Black Lives in the Founding Era News, Week 10: Slavery in New York by 1800 Census
Posted by Gilder Lehrman Staff on Wednesday, 05/19/2021
The Gilder Lehrman Institute initiative “Black Lives in the Founding Era” restores to view the lives and works of a wide array of African Americans in the period 1760 to 1800, drawing on our archive of historical documents and our network of scholars and master teachers.
Highlighted in this weekly news post are programs, resources, and other matter related to Black Lives in Founding Era.
Slavery in the New York State Census, 1800
Sometimes numbers say more than words. In the year 1800, this census taken in New York counted the aggregate number of people in the state as 578,349. Missing from that number were 8,241 people who would have been counted were slavery not still legal or if enslaved people were not still counted as 3/5 of a person in every state, as stipulated in the US Constitution.

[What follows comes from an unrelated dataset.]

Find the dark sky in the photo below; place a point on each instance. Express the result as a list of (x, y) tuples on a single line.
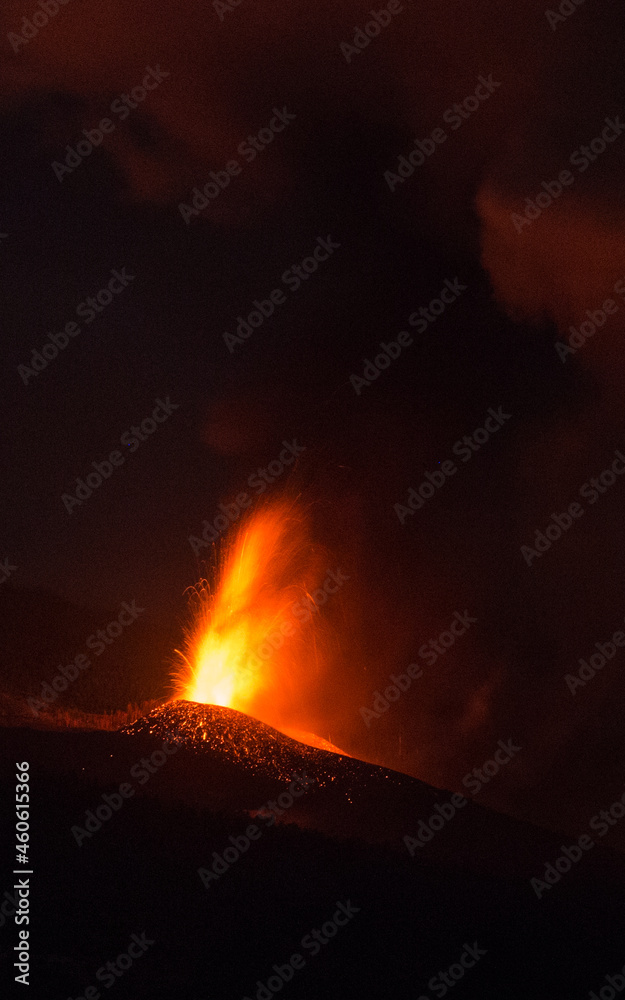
[(322, 176)]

The southern states, roughly 1/3 of whose combined populations were enslaved in 1800, gained more congressional seats per state because their slaves were counted. With around 30,000 people needed to account for a House seat, New York's number of enslaved people would have been over 2/3 of the way toward another House seat had all 20,603 enslaved people in the state been counted.
The census for the state of New York in 1800 conveys the North’s complicity in slavery. New York’s leaders may have passed a bill for the gradual abolition of slavery in 1799, but it was not fully implemented until 1827. Therefore, New York included only 60 percent of those held in bondage within its borders in the census counts of 1800, 1810, and 1820.